Effect of Optical Coherence Tomography Scan Decentration on Macular Center Subfield Thickness Measurements

PURPOSE. To investigate the effect of optical coherence tomography macular grid displacement on retinal thickness measurements. METHODS. SD-OCT macular scans of 66 eyes with various retinal thicknesses were selected. Decentration of the 1-, 3-, 6-mm-diameter macular grid was simulated by manually adjusting the distance between center of the fovea (cFovea) and center of the grid (cGrid). Center subfield thickness (CSF) between the internal limiting membrane and the top of the retinal pigment epithelium was measured along the displacement distance where the grid was displaced in eight cardinal directions from the cFovea in steps of 100 mu m within the central 1-mm subfield and then by 200 mu m within the inner subfields. One-way/mixed-effects repeated-measures ANOVA models were used to determine changes of CSF (Delta CSF) as a function of displacement distance (for alpha = 0.05, power 0.80 and effect size 0.1). The interactions between the displacement distance and direction, center point thickness (CPT), and foveal contour were also analyzed. RESULTS. The CSF measurement showed statistically significant error when the displacement distance between cFovea and cGrid exceeded 200 mu m.
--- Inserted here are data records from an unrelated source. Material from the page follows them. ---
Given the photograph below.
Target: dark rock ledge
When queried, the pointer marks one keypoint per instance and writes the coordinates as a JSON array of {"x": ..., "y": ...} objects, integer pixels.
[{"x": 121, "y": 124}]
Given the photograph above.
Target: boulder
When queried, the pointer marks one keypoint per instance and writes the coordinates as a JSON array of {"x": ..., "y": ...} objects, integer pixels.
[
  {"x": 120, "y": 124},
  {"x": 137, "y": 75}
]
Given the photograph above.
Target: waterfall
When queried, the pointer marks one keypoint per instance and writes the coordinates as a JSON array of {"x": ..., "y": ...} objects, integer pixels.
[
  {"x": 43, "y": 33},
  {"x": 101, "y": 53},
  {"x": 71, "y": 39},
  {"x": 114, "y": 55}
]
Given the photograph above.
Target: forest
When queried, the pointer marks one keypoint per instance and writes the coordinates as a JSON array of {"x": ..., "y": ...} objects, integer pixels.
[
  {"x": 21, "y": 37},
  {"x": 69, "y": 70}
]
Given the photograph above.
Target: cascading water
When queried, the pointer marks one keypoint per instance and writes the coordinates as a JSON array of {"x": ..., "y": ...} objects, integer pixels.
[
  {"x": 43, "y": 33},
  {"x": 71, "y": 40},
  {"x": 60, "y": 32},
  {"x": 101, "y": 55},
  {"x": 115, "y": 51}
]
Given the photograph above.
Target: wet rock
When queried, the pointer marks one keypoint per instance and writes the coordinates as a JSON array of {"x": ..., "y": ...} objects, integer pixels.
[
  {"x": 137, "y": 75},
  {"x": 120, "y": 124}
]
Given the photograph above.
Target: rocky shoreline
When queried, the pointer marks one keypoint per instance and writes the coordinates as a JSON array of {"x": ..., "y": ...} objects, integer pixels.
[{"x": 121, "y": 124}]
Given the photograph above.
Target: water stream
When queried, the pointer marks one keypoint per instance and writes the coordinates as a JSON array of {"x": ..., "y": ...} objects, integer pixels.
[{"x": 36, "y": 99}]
The direction of displacement did not affect the Delta CSF-distance relationship, while the CPT and foveal contour significantly affected the relationship, in that some subgroups showed slightly larger tolerance in the displacement distance up to 300 mu m before reaching significant Delta CSF. CONCLUSIONS. Small displacement distances of the macular grid from the cFovea affect CSF measurements throughout a broad range of thicknesses and retinal contour alterations from disease. Accurate registration of OCT scans or post hoc repositioning of the grid is essential to optimize CSF accuracy.